To prove this I removed the Id:GUID from query and result was:

<int name="content">33</int>
<int name="can">17</int>
<int name="on">16</int>
<int name="so">16</int>
<int name="some">16</int>
<int name="all">15</int>
<int name="i">15</int>
<int name="do">14</int>
<int name="have">14</int>
<int name="my">14</int>

My problem is how to get the term frequency in the document, and not the document frequency of many terms. For example I know for a fact that bootable was a word I used 6 times in Post_content, So i want sorted Pairs like (6,"bootable"), (5, "disc") for a set of documents.

回答1:

Here is an article that describes setting up a Tag Cloud - Creating a Tag Cloud with Solr and PHP. While the PHP portion may not be applicable to you, the actual generation of the tag cloud I believe is...

This article describes a method of creating a text field with a whitespace tokenizer to return individual words and then performing a facet search against this field. I know that you can set facet limits, so in your case you can only get the top 100 results.



回答2:

If a Lucene document is a comment, you could use faceting to do so. For example, the following request http://solr:port/solr/select?q={!lucene}uniqueKey:(MA147LL/A OR 3007WFP)&facet=true&facet.field=includes&facet.minCount=1&facet.limit=50 would help you build a tag cloud for comments MA147LL/A and 3007WFP.
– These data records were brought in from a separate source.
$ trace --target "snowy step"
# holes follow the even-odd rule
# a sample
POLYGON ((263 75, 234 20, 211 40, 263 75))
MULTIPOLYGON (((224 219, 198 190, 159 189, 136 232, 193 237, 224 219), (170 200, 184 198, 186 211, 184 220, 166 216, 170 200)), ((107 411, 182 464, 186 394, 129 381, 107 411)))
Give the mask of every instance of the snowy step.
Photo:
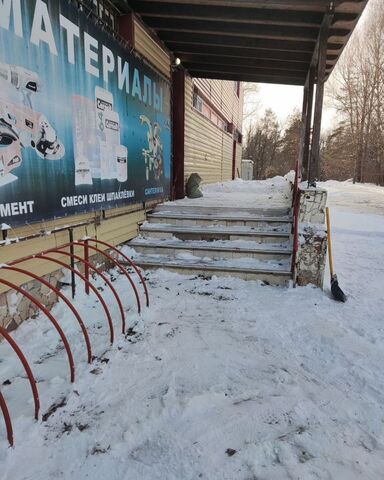
POLYGON ((290 233, 282 230, 281 227, 256 229, 254 227, 179 226, 148 222, 141 225, 140 233, 145 238, 175 236, 181 240, 248 240, 259 243, 282 243, 290 238, 290 233))
POLYGON ((289 262, 260 262, 251 259, 212 260, 179 255, 137 255, 136 264, 143 269, 163 268, 185 275, 232 276, 243 280, 260 280, 270 285, 288 285, 292 277, 289 262))
POLYGON ((287 216, 253 216, 234 214, 234 213, 216 213, 216 214, 191 214, 179 212, 160 211, 147 215, 151 223, 168 223, 172 225, 224 225, 224 226, 248 226, 266 228, 287 227, 291 224, 291 218, 287 216))
POLYGON ((216 205, 185 205, 178 204, 178 202, 161 203, 156 206, 155 212, 180 213, 190 215, 216 215, 216 214, 230 214, 236 215, 251 215, 254 217, 276 217, 276 216, 290 216, 291 208, 286 207, 271 207, 271 208, 249 208, 249 207, 235 207, 235 206, 218 206, 216 205))
POLYGON ((128 244, 136 252, 148 255, 177 255, 188 253, 195 257, 218 258, 255 258, 260 260, 286 260, 292 254, 289 243, 257 244, 242 241, 191 241, 178 239, 145 239, 136 238, 128 244))

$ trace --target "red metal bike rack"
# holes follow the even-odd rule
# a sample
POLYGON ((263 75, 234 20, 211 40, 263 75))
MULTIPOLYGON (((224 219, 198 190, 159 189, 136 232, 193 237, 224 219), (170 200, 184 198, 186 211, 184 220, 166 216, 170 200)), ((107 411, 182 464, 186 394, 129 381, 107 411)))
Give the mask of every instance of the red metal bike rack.
MULTIPOLYGON (((112 255, 109 255, 108 253, 104 252, 104 250, 101 250, 100 248, 92 247, 91 245, 88 245, 87 241, 86 242, 77 241, 77 242, 74 242, 74 243, 84 247, 84 257, 86 257, 86 253, 85 253, 86 250, 91 249, 94 252, 98 252, 101 255, 104 255, 106 258, 108 258, 108 260, 113 262, 114 265, 116 265, 116 267, 118 267, 122 270, 123 274, 127 277, 131 287, 133 288, 133 291, 135 292, 136 303, 137 303, 137 311, 138 311, 138 313, 140 313, 141 312, 141 305, 140 305, 139 294, 137 292, 136 285, 133 283, 132 278, 129 275, 129 273, 127 272, 126 268, 124 268, 124 266, 120 262, 118 262, 115 258, 113 258, 112 255)), ((85 258, 85 259, 88 260, 87 258, 85 258)))
POLYGON ((9 288, 12 288, 13 290, 16 290, 21 295, 28 298, 28 300, 30 302, 32 302, 34 305, 36 305, 36 307, 39 310, 41 310, 46 315, 48 320, 53 324, 57 333, 60 335, 60 338, 61 338, 61 340, 64 344, 64 347, 65 347, 65 350, 67 352, 71 383, 73 383, 75 381, 75 364, 74 364, 74 361, 73 361, 73 355, 72 355, 71 347, 69 346, 67 337, 65 336, 65 333, 61 329, 60 325, 57 323, 55 317, 51 314, 51 312, 39 300, 37 300, 37 298, 32 296, 29 292, 27 292, 23 288, 18 287, 16 284, 8 282, 8 280, 4 280, 3 278, 0 278, 0 283, 2 283, 3 285, 6 285, 9 288))
POLYGON ((96 238, 96 239, 94 239, 94 238, 88 238, 87 240, 88 240, 88 242, 95 242, 95 243, 100 243, 101 245, 105 245, 105 246, 108 247, 110 250, 113 250, 113 251, 116 252, 118 255, 120 255, 121 257, 123 257, 124 260, 126 260, 126 261, 128 262, 128 264, 135 270, 135 272, 137 273, 138 277, 140 278, 141 283, 143 284, 144 293, 145 293, 145 298, 146 298, 146 301, 147 301, 147 307, 149 307, 149 293, 148 293, 147 283, 146 283, 146 281, 144 280, 144 277, 142 276, 141 271, 140 271, 139 267, 136 265, 136 263, 135 263, 133 260, 131 260, 127 255, 125 255, 121 250, 119 250, 119 249, 116 248, 115 246, 111 245, 110 243, 104 242, 104 241, 102 241, 102 240, 98 240, 97 238, 96 238))
MULTIPOLYGON (((86 344, 86 347, 87 347, 88 363, 92 363, 92 347, 91 347, 91 342, 90 342, 90 339, 89 339, 88 331, 87 331, 87 328, 86 328, 78 310, 74 307, 72 302, 70 302, 68 300, 68 298, 63 293, 61 293, 58 288, 51 285, 44 278, 41 278, 38 275, 35 275, 34 273, 32 273, 28 270, 25 270, 23 268, 13 267, 13 266, 11 267, 11 266, 8 266, 8 265, 3 266, 1 268, 3 270, 10 270, 10 271, 18 272, 18 273, 21 273, 23 275, 26 275, 28 277, 31 277, 31 278, 35 279, 36 281, 42 283, 43 285, 45 285, 46 287, 48 287, 52 291, 54 291, 56 293, 56 295, 58 297, 60 297, 63 300, 64 303, 66 303, 66 305, 71 309, 72 313, 74 314, 74 316, 76 317, 76 320, 78 321, 78 323, 80 325, 81 331, 83 332, 84 341, 85 341, 85 344, 86 344)), ((1 271, 1 269, 0 269, 0 271, 1 271)))
MULTIPOLYGON (((125 333, 125 312, 124 312, 124 308, 123 308, 123 304, 121 303, 121 300, 120 300, 120 297, 119 297, 119 294, 116 292, 116 289, 115 287, 112 285, 112 283, 108 280, 108 278, 98 269, 96 268, 92 263, 90 262, 87 262, 86 260, 84 260, 83 258, 79 257, 78 255, 74 255, 72 253, 69 253, 69 252, 66 252, 66 251, 63 251, 62 249, 63 248, 67 248, 70 244, 65 244, 65 245, 61 245, 59 248, 51 248, 49 250, 46 250, 45 252, 43 252, 44 254, 47 254, 47 253, 59 253, 60 255, 65 255, 67 257, 72 257, 74 259, 76 259, 78 262, 81 262, 83 263, 84 265, 88 266, 89 269, 93 270, 97 275, 99 275, 100 278, 103 279, 103 281, 108 285, 108 287, 111 289, 114 297, 116 298, 116 301, 117 301, 117 304, 119 306, 119 309, 120 309, 120 314, 121 314, 121 323, 122 323, 122 332, 123 334, 125 333)), ((74 242, 74 245, 76 245, 76 243, 74 242)))
POLYGON ((3 412, 9 445, 13 447, 13 429, 12 429, 11 417, 9 415, 9 410, 5 402, 5 398, 3 397, 3 394, 1 392, 0 392, 0 409, 3 412))
POLYGON ((25 358, 23 352, 19 348, 18 344, 7 332, 7 330, 5 330, 5 328, 1 326, 0 326, 0 335, 3 336, 5 340, 9 343, 9 345, 12 347, 16 355, 19 357, 20 362, 23 364, 25 373, 27 374, 27 377, 29 380, 29 384, 31 385, 33 400, 35 402, 35 420, 37 420, 39 418, 40 400, 39 400, 39 392, 36 387, 36 379, 32 373, 31 367, 29 366, 29 363, 25 358))
POLYGON ((88 283, 89 284, 89 288, 93 291, 93 293, 97 296, 98 300, 100 301, 101 305, 103 306, 103 309, 105 311, 105 315, 107 317, 107 321, 108 321, 108 326, 109 326, 109 332, 110 332, 110 342, 111 344, 113 343, 114 341, 114 328, 113 328, 113 322, 112 322, 112 316, 111 316, 111 312, 109 311, 109 308, 108 308, 108 305, 105 303, 102 295, 100 294, 100 292, 97 290, 97 288, 92 285, 91 282, 89 282, 89 280, 87 280, 85 278, 85 276, 78 272, 75 268, 72 268, 70 265, 67 265, 66 263, 62 262, 61 260, 58 260, 57 258, 52 258, 52 257, 49 257, 48 255, 43 255, 43 254, 38 254, 38 255, 31 255, 30 257, 25 257, 21 260, 17 260, 16 262, 12 262, 11 264, 14 264, 14 263, 20 263, 21 261, 25 261, 25 260, 32 260, 32 259, 43 259, 43 260, 47 260, 47 261, 50 261, 50 262, 53 262, 53 263, 56 263, 57 265, 60 265, 61 267, 63 268, 67 268, 68 270, 70 270, 71 272, 73 272, 76 276, 78 276, 79 278, 81 278, 81 280, 83 280, 84 283, 88 283))

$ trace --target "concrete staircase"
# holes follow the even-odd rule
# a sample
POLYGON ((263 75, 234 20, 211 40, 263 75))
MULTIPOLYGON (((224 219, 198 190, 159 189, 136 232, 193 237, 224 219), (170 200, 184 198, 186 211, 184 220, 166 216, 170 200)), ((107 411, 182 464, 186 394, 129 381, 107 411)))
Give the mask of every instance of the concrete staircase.
POLYGON ((144 269, 234 276, 287 285, 291 279, 291 210, 158 205, 129 242, 144 269))

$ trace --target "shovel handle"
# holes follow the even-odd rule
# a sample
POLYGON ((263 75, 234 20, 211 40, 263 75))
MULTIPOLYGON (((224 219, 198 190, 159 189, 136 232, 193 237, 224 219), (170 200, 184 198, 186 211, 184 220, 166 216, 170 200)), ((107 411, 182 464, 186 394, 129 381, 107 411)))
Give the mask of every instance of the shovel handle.
POLYGON ((331 278, 333 277, 333 261, 332 261, 332 241, 331 241, 331 218, 329 215, 329 208, 326 208, 327 216, 327 235, 328 235, 328 258, 329 258, 329 271, 331 278))

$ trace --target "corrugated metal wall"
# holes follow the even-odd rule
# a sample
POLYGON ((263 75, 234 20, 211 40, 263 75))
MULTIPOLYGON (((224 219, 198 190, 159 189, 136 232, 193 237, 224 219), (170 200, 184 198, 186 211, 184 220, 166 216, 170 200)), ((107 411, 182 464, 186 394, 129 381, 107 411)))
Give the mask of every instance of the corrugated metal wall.
MULTIPOLYGON (((228 123, 241 130, 242 112, 234 82, 192 79, 185 81, 185 179, 197 172, 203 183, 232 179, 233 135, 224 132, 193 107, 194 86, 228 123)), ((241 162, 241 145, 236 146, 236 164, 241 162)))
MULTIPOLYGON (((137 21, 135 21, 135 47, 138 53, 147 59, 148 62, 151 63, 159 72, 161 72, 167 78, 170 77, 169 55, 159 45, 156 44, 153 38, 137 21)), ((40 231, 50 232, 63 226, 73 225, 73 234, 76 240, 84 237, 85 235, 92 237, 97 236, 100 240, 104 240, 113 245, 118 245, 134 238, 137 235, 138 222, 141 222, 145 219, 145 210, 143 209, 142 204, 112 209, 105 212, 105 219, 101 220, 101 222, 96 222, 99 223, 97 226, 95 223, 91 223, 86 227, 76 227, 76 224, 79 223, 92 222, 92 219, 94 219, 95 215, 99 216, 100 212, 74 215, 50 222, 20 227, 9 231, 9 237, 21 238, 25 236, 31 236, 40 231), (132 210, 135 210, 135 212, 130 213, 132 210)), ((68 241, 68 231, 66 230, 47 234, 31 240, 25 240, 19 243, 2 246, 0 247, 0 264, 11 262, 17 258, 62 245, 68 241)), ((101 249, 105 248, 100 245, 99 247, 101 249)), ((57 256, 56 258, 68 263, 68 257, 57 256)), ((52 262, 44 262, 39 260, 28 262, 27 265, 28 268, 33 269, 34 273, 41 276, 57 270, 57 266, 55 266, 55 264, 52 262)), ((7 272, 7 279, 13 283, 16 283, 17 285, 22 285, 30 281, 30 279, 26 279, 26 277, 23 275, 10 272, 7 272)), ((7 287, 0 285, 0 294, 7 290, 7 287)))
POLYGON ((145 30, 138 20, 134 20, 135 49, 167 78, 171 76, 171 59, 145 30))

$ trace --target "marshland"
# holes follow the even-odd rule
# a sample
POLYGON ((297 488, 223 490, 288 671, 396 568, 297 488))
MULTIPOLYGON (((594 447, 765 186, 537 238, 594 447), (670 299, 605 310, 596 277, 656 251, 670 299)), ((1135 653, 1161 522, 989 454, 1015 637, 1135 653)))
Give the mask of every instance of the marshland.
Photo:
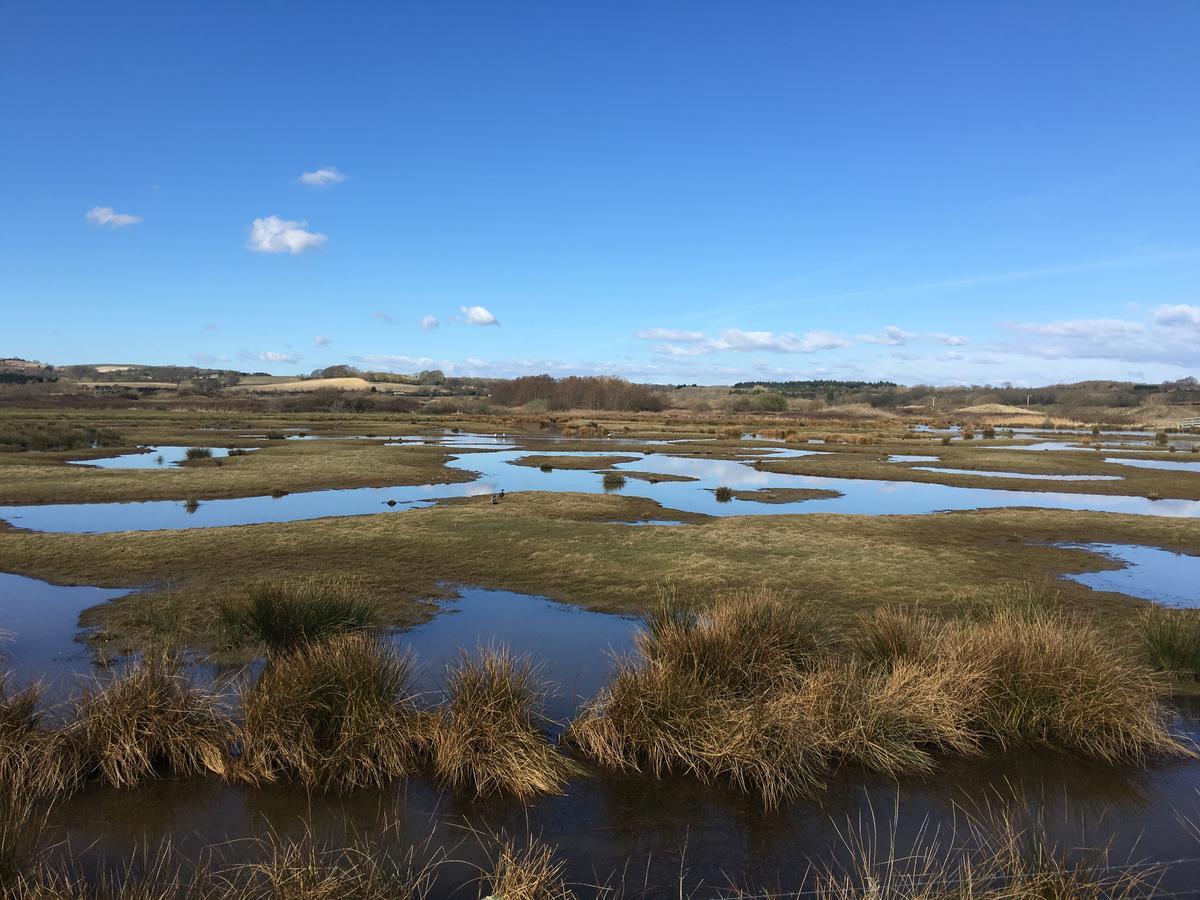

However, this approach would :

  • make Solr instantiate an UnInvertedField instance for the includes field, which required memory,
  • count the number of documents which match a term instead of the total number of occurrences of this term.


回答3:

I have come up with a STOPGAP solution : (Im calling a each solr document a "post" for examples sake)

There is a terms component in Solr, whose purpose seems to be to expose all the indexed terms of any given field. It is mainly used to implement features like auto-complete, and other features that operate at a term level. And it is by default sorted by frequency - the more frequently occurring terms in the field come up first.

What I have done is created a dynamic field called content_ and indexed each post-set in its own field based on category. This means that there will be hundreds of instances of the dynamic field each containing one post-set, and I can use the terms component on that field to get TOP TERMS for that post-set.

As a picture :

content_postSetOne : contains indexed version of a set of posts
content_postSetTwo : contains indexed version of another set of posts
content_postSetThree : contains indexed version of a third set of posts

This solution is sort of working for me, and you can easily create a field per Post also if needed. Im also interested in knowing the implications of using dynamic fields like this : Will this be a problem?

How this is different from the Paige and jPountz answer is :

  1. The term frequency is the count of words in "A" or "A Set of Docs" and not the count of number of docs containing the term.
  2. I can get the top occurring terms from within ONE document, and if needed also from A Set of documents.
  3. I did not use faceting because it primarily gives the frequency in terms of number of docs and not in terms of number of times the word occurred irrespective of which doc.